BUIDL is a token specifically designed for qualified institutional investors, requiring a minimum investment of $5 million. It serves as a digital representation of BlackRock’s USD Institutional Digital Liquidity Fund, which invests in secure instruments like U.S. Treasury bills and cash.

What sets BUIDL apart from traditional stablecoins like Tether’s USDT is that it offers interest to holders, making it an appealing option for derivatives traders. By potentially entering the derivatives market as collateral, BlackRock could be positioning itself to compete with established stablecoins like USDT.

Crypto derivatives are contracts that derive their value from the price movements of cryptocurrencies like Bitcoin, allowing traders to speculate on asset prices without owning them. Collateral is often required to participate in these trades, with stablecoins like USDT commonly used due to their stable value of $1.

BlackRock’s efforts to have BUIDL accepted as collateral by more platforms could challenge the dominance of USDT in the derivatives market. Already, prime brokers like FalconX and Hidden Road, as well as custodian Komainu, have allowed their clients to use BUIDL as collateral.
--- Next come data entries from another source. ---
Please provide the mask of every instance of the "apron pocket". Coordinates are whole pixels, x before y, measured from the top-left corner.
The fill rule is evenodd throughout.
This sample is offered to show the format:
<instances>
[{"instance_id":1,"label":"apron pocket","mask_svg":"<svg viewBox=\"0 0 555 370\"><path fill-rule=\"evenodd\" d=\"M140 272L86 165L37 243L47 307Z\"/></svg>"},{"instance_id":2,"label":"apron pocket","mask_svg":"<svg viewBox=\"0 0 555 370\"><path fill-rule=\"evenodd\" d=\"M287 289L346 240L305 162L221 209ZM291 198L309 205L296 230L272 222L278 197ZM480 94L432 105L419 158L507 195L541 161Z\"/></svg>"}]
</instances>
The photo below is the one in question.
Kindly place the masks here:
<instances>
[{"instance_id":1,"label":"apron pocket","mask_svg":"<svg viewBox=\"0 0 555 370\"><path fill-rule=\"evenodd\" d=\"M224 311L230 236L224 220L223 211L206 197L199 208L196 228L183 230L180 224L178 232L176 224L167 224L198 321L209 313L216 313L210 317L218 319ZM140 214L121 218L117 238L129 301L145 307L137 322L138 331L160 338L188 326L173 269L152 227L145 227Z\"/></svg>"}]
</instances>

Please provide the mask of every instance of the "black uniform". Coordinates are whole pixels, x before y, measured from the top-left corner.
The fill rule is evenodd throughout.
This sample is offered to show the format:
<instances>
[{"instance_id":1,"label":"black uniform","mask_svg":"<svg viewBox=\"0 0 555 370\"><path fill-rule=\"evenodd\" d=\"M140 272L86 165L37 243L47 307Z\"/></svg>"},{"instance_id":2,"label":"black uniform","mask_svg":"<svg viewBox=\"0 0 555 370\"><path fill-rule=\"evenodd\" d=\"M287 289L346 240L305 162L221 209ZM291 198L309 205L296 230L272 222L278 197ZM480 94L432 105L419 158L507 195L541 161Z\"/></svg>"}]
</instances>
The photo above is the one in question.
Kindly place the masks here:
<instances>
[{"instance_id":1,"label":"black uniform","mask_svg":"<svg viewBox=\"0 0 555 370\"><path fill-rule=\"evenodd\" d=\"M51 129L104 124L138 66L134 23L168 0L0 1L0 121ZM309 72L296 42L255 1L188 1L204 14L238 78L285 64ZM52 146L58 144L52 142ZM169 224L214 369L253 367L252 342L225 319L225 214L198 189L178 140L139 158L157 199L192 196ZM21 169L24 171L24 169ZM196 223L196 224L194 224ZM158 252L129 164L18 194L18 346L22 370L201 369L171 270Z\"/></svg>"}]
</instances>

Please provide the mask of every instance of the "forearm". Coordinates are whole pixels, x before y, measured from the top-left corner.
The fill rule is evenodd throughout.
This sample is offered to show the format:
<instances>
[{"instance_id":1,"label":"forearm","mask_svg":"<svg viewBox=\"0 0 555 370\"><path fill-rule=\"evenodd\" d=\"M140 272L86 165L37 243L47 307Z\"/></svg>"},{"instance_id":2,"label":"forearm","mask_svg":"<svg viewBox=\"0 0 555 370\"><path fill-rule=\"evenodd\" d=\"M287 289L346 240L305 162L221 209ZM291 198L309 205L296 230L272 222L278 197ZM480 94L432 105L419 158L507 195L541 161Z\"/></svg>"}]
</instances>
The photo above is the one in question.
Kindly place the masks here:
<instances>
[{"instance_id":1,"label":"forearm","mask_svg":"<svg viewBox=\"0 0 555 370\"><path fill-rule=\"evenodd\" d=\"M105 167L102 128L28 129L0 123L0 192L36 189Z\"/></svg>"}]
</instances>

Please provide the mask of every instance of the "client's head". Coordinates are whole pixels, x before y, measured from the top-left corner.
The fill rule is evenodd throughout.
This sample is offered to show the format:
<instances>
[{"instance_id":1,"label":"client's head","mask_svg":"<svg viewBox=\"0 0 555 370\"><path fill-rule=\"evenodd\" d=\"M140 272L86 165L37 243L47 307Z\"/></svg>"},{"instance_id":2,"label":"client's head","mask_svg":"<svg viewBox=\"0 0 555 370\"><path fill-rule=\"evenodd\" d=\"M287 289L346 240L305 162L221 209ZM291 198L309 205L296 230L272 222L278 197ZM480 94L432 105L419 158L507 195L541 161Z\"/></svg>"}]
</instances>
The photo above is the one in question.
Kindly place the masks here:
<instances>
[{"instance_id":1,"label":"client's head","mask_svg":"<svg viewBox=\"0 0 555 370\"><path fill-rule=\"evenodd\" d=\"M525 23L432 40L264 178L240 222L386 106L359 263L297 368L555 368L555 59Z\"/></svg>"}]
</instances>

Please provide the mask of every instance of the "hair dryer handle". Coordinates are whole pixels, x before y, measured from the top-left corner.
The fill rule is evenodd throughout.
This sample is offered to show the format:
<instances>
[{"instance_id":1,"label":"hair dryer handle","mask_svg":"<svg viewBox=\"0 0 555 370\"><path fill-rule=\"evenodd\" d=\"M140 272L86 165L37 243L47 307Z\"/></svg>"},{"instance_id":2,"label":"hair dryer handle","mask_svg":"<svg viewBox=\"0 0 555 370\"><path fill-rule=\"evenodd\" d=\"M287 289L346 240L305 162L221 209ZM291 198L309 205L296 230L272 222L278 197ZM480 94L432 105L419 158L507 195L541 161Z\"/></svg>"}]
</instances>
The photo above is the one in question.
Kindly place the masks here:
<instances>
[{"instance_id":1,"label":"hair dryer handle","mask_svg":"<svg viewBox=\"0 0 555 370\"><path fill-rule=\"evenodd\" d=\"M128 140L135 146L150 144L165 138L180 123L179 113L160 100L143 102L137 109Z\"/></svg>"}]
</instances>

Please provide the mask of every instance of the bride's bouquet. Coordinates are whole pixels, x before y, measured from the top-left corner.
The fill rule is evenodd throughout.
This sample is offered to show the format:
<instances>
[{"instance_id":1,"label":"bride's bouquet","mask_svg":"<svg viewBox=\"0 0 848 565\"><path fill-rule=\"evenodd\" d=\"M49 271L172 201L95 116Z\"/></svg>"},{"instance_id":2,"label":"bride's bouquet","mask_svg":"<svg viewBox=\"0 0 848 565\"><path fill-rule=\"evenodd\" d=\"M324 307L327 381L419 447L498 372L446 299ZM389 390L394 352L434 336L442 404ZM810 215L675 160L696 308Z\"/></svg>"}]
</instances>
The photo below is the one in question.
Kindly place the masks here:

This initial acceptance has attracted hedge funds and other institutional investors to explore the potential of BUIDL.

In September alone, crypto derivatives trading represented over 70% of the total crypto trading volume, with $3 trillion worth of contracts traded. This highlights the significant role derivatives play in the crypto ecosystem. If major exchanges like Binance and Deribit begin accepting BUIDL as collateral, BlackRock could establish itself as a major player in the derivatives market.

Overall, BlackRock’s push to have BUIDL utilized as collateral in the crypto derivatives market signals its ambition to expand its presence in the digital asset space. By offering a token that provides interest to holders, BlackRock is aiming to attract derivatives traders and potentially challenge the established stablecoins in the market. The acceptance of BUIDL on major exchanges could pave the way for BlackRock to become a key player in the evolving landscape of cryptocurrency derivatives trading.